This vignette demonstrates how you can start a report generation in your R code
by creating the anrep
class, and then use the methods of this class to
add both structural and data elements to your report.
Using the API is very similar to using a typical logging library to emit some information from different places in your code. Only in this case, you are emitting rich content such as plots and tables, as well as organizing output into a hierarchical structure.
The report hierarchy is expressed through:
anrep
documentation).Overall, the feature set in the anrepr
package allows easily equipping any arbitrarily
complex analysis pipeline with a graphical reporting facility that emits report
elements within functions, loops or conditional branches.
The typical final output is an auto-generated static Web site that contains linked HTML pages, embedded and stand-alone versions of the plots as well as saved data files. The Web pages will contain dynamic Java Script elements if your code decides to report the types of R objects which implement the htmlwidgets interface. The generated Web site directory is portable - it can be copied to other locations or computers and viewed directly from disk, or it can be deployed to a Web server.
Popular R frameworks like Sweave and RMarkdown / Knitr packages greatly facilitate reproducible research and graphical report generation by embedding analysis code into the documents written in a structured markup languages such as LaTex, Markdown or HTML. When the document is "rendered" by Knitr, the code chunks written in R are replaced by the results of their evaluation. A large ecosystem of tools have been developed in the R community for automatically formatting various analysis objects into the markup representation.

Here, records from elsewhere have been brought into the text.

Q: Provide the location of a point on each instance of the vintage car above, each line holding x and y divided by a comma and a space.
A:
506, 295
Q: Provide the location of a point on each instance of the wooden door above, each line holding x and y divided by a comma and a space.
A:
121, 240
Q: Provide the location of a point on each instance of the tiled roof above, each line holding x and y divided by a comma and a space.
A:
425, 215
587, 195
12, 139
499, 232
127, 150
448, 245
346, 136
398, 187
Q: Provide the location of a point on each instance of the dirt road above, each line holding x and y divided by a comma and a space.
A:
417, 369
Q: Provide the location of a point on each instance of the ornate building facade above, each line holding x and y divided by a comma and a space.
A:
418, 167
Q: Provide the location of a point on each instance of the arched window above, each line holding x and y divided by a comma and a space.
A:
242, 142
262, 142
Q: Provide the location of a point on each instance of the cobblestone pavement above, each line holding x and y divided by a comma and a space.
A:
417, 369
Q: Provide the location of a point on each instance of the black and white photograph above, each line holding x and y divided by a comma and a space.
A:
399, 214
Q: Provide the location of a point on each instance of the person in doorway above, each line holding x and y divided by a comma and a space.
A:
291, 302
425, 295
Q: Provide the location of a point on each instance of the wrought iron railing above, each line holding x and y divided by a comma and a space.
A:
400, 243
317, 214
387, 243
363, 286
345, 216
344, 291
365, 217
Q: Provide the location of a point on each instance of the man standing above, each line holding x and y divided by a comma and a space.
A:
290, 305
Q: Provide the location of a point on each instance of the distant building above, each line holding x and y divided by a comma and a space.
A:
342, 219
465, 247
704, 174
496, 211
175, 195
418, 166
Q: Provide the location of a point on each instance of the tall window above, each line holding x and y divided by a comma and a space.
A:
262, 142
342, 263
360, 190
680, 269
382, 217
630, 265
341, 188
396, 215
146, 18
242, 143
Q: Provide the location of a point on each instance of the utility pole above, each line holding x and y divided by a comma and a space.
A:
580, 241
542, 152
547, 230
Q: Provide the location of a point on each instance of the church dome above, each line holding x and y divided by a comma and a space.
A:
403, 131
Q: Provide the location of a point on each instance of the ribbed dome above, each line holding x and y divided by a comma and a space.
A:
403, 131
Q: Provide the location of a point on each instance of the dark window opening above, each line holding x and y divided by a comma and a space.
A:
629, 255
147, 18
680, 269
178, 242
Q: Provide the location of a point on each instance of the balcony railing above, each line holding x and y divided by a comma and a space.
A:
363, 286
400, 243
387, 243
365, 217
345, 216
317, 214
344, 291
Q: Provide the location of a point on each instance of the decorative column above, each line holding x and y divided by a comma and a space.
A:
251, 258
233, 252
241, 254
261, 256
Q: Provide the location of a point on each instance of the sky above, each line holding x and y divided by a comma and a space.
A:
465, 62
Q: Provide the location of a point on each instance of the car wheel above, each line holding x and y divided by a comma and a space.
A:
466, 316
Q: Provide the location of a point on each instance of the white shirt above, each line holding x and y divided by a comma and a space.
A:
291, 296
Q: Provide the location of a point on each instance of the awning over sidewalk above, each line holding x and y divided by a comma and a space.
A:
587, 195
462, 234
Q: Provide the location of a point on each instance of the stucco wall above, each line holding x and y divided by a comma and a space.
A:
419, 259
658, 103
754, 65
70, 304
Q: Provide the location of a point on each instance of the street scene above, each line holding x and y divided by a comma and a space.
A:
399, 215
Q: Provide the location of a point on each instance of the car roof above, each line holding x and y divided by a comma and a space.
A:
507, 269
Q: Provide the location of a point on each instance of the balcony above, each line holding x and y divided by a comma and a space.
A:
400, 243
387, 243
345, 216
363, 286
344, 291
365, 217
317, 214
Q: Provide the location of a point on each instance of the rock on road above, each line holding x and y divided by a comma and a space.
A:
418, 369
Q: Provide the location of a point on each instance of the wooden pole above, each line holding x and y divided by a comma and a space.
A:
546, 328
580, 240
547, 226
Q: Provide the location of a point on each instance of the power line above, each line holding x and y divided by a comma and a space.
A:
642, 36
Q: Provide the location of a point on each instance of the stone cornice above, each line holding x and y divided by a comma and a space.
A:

One constraint imposed by such "document-driven" reporting approach is that the flow of the analysis is controlled by the linear structure of the template document. Generation of the reporting output from the embedded code will normally proceed from the top to the bottom of the document without branching or looping.
Recognizing a frequent need for a more flexible control over the flow of the report generation, knitr introduces both conditional evaluation tags and references between the chunks of code in the document. However, applying this advanced functionality imposes on the users an additional layer of programming that has to be done in a limited domain specific language (DSL) implicitly defined by the available knitr tags. The users have to learn this DSL and manage to express with it their reporting workflows. This has to happen despite the fact that they are already writing their code chunks in the powerful general purpose programming language such as R.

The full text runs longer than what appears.